The reason he brings it up-- aside from obvious interest in what the Fed should do about interest rates-- is because a recent paper by Thomas Laubach of Federal Reserve and San Francisco Fed President John Williams has just provided updated estimates of the natural rate for the U.S. Laubach and Williams estimate that the natural rate has fallen to around 0% in the past few years.
The authors' estimates come from a methodology they developed in 2001 (published 2003). The earlier paper noted the imprecision of estimates of the natural rate. The solid line in the figure below presents their estimates of the natural real interest rate, while the dashed line is the real federal funds rate.

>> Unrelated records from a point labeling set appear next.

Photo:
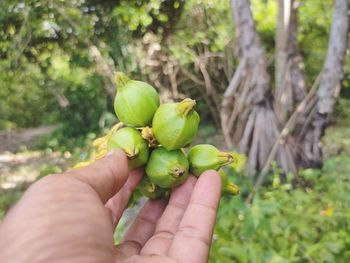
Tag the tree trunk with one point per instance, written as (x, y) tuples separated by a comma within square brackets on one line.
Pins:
[(247, 116), (289, 77), (330, 85)]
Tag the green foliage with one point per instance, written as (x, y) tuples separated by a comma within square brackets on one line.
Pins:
[(307, 224)]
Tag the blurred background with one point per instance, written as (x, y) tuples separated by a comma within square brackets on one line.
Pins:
[(271, 80)]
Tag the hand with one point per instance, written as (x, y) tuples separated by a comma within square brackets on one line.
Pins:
[(71, 217)]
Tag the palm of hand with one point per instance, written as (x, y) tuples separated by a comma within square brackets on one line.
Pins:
[(74, 218)]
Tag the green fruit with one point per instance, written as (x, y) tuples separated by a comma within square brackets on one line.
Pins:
[(135, 102), (151, 190), (167, 168), (204, 157), (175, 124), (226, 185), (130, 141)]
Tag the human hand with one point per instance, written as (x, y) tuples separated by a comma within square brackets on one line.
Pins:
[(71, 217)]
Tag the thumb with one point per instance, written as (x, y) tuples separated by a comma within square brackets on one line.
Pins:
[(106, 176)]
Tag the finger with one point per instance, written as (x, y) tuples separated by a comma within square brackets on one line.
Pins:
[(193, 239), (106, 176), (169, 223), (142, 228), (118, 203), (149, 259)]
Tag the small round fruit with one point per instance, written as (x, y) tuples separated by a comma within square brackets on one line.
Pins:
[(226, 185), (151, 190), (135, 102), (130, 141), (175, 124), (204, 157), (167, 168)]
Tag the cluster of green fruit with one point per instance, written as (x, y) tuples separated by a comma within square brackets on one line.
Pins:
[(154, 135)]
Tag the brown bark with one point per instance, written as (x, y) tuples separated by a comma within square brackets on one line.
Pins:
[(247, 117), (289, 77), (330, 85)]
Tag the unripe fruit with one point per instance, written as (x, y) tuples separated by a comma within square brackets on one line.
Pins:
[(130, 141), (167, 168), (151, 190), (204, 157), (135, 102), (175, 124), (226, 185)]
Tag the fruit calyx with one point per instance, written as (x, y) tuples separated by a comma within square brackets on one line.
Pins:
[(147, 134), (232, 188), (177, 171), (184, 107), (121, 79), (225, 158)]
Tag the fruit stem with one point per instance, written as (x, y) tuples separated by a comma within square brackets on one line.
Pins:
[(225, 158), (131, 152), (147, 134), (177, 171), (121, 79), (232, 188), (185, 106)]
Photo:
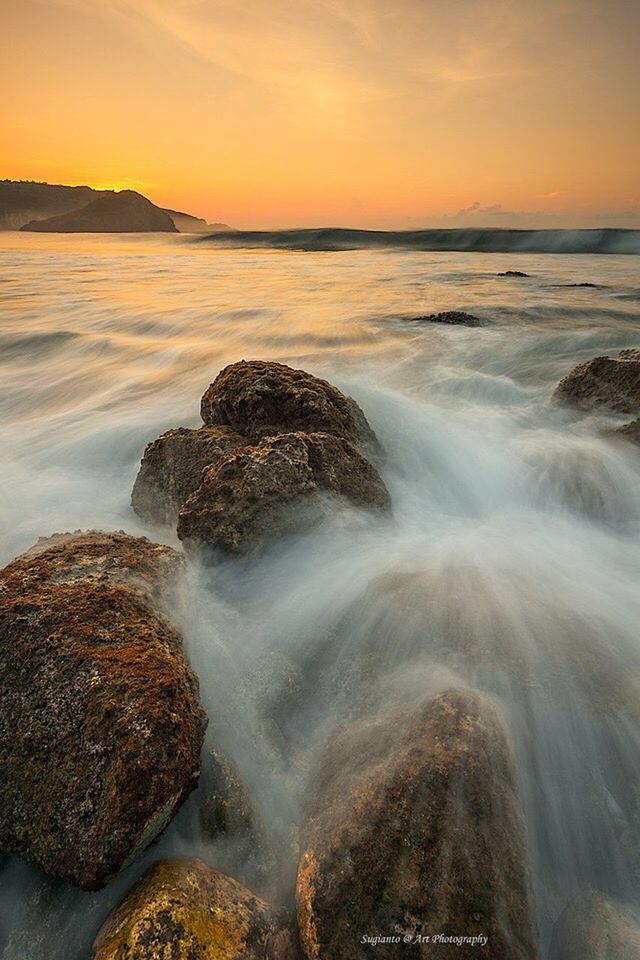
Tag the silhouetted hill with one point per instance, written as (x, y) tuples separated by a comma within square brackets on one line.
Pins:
[(123, 212), (23, 201)]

The green shaded region is the 70% confidence interval around the estimates of the natural rate. (Technical aside: Since the estimation procedure uses the Kalman filter, they compute these confidence intervals using Monte Carlo methods from Hamilton (1986) that account for both filter and parameter uncertainty.) The more commonly reported 90% or 95% confidence interval would of course be even wider, and would certainly include both 0% and 6% in 2000.

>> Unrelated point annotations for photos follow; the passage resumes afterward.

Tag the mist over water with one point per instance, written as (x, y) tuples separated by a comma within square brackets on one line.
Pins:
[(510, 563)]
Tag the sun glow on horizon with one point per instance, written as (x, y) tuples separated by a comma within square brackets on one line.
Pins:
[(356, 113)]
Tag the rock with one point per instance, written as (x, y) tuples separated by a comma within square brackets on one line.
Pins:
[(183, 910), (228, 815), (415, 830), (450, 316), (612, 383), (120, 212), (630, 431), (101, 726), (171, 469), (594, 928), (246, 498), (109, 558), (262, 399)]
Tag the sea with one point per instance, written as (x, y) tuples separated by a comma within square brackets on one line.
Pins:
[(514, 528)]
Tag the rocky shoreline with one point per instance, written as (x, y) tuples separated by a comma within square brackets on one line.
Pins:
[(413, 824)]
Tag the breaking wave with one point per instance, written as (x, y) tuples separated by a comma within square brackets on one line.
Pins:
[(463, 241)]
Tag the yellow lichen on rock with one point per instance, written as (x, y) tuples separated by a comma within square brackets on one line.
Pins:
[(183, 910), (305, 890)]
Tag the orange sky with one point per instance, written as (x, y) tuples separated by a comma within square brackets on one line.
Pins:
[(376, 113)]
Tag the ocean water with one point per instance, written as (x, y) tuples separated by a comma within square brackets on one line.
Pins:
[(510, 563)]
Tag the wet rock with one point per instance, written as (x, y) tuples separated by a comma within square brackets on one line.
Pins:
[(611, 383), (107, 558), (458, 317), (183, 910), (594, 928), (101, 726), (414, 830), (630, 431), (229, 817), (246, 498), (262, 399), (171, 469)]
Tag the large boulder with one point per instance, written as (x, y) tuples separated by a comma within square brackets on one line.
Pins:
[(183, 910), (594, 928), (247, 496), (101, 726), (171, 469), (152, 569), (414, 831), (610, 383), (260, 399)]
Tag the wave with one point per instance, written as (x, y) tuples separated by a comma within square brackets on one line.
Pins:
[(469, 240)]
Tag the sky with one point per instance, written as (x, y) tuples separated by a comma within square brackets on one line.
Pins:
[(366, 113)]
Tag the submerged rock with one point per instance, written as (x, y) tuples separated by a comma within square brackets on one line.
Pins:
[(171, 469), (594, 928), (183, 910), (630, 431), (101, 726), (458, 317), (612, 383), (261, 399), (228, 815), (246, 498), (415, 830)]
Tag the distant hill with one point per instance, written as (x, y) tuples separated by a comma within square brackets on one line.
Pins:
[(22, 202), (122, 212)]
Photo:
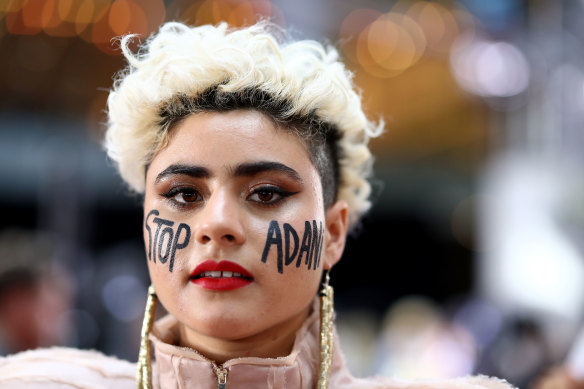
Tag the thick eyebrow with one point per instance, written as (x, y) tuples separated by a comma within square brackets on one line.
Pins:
[(187, 170), (249, 169)]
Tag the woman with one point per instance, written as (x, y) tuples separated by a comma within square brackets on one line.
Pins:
[(252, 157)]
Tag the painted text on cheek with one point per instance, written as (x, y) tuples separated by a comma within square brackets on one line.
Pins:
[(290, 248), (166, 240)]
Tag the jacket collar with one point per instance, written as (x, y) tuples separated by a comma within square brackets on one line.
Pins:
[(184, 367)]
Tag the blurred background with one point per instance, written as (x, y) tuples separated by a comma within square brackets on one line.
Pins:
[(471, 260)]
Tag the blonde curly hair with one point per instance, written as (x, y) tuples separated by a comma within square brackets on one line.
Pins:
[(301, 85)]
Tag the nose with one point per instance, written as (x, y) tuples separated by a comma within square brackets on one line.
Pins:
[(219, 221)]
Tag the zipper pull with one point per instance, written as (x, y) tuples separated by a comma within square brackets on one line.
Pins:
[(221, 377)]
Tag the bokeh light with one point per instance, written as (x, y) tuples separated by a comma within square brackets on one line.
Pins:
[(387, 44), (489, 68)]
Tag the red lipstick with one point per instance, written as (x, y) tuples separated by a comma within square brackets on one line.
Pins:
[(221, 276)]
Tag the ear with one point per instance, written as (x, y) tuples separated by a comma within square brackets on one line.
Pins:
[(336, 233)]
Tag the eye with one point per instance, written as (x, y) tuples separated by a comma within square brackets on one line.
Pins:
[(269, 195), (183, 195)]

|Source: Laubach and Williams 2001|
|Source: Laubach and Williams 2015|
Note the difference in y-axes on the two preceding figures. If you were to draw those green confidence bands from the older paper on the updated figure from the newer paper, they would basically cover the whole figure. In a "statistical significance" sense (three stars***!), we might not be able to say that the natural rate has fallen. (I can't be sure without knowing the standard errors of the updated estimates, but that's my guess given the width of the 70% confidence intervals on the earlier estimates, and my hunch that the confidence intervals for the newer estimates are even wider, because lots of confidence intervals got wider around 2008.)

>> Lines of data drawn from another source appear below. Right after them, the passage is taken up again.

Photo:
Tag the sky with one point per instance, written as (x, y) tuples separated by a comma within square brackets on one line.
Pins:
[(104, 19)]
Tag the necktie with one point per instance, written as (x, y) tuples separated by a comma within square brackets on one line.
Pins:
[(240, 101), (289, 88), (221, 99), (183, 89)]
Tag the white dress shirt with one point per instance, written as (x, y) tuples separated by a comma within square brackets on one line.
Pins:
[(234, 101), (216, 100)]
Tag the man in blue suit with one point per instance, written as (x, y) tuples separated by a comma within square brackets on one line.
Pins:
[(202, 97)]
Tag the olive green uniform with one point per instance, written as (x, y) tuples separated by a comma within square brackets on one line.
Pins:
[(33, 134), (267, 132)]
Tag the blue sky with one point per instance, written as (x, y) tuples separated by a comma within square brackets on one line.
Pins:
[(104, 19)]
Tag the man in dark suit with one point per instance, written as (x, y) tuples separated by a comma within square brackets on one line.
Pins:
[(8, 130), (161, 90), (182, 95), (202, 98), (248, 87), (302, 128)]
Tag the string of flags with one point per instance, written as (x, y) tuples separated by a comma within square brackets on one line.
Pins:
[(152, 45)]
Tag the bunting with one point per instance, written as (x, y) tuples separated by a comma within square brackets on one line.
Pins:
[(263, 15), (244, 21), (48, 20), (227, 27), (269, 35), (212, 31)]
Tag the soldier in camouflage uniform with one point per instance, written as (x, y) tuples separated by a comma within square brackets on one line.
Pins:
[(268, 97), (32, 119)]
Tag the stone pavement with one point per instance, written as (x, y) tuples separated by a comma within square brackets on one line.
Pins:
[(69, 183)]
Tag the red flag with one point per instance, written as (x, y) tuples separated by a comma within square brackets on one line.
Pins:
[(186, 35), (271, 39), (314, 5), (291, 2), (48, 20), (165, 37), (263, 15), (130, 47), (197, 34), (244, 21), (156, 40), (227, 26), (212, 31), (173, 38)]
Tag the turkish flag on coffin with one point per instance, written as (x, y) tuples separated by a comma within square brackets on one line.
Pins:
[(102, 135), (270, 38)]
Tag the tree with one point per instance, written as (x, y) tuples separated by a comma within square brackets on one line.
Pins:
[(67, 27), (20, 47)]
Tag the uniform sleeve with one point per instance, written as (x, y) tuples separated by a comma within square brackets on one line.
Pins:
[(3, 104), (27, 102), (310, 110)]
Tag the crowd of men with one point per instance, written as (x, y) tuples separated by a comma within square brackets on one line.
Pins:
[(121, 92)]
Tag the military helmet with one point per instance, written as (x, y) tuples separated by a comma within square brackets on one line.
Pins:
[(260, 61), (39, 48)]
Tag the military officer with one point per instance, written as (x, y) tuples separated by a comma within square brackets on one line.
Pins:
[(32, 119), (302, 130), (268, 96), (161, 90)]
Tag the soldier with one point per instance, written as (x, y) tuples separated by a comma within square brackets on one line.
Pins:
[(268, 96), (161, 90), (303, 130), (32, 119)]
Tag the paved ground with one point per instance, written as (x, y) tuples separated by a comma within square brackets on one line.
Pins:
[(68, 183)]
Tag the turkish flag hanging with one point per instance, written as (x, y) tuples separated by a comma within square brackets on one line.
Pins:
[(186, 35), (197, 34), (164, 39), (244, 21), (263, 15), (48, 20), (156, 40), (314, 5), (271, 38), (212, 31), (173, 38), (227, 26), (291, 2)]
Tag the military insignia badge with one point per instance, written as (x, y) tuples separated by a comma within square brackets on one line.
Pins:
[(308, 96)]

I point this out not to say that these findings are insignificant. Quite the opposite, in fact. The economic significance of a decline in the natural rate is so large, in terms of policy implications and what it says about the underlying growth potential of the economy, that this result merits a lot of attention even if it lacks p<0.05 statistical significance. I think it is more common in the profession to overemphasize statistical significance over economic significance.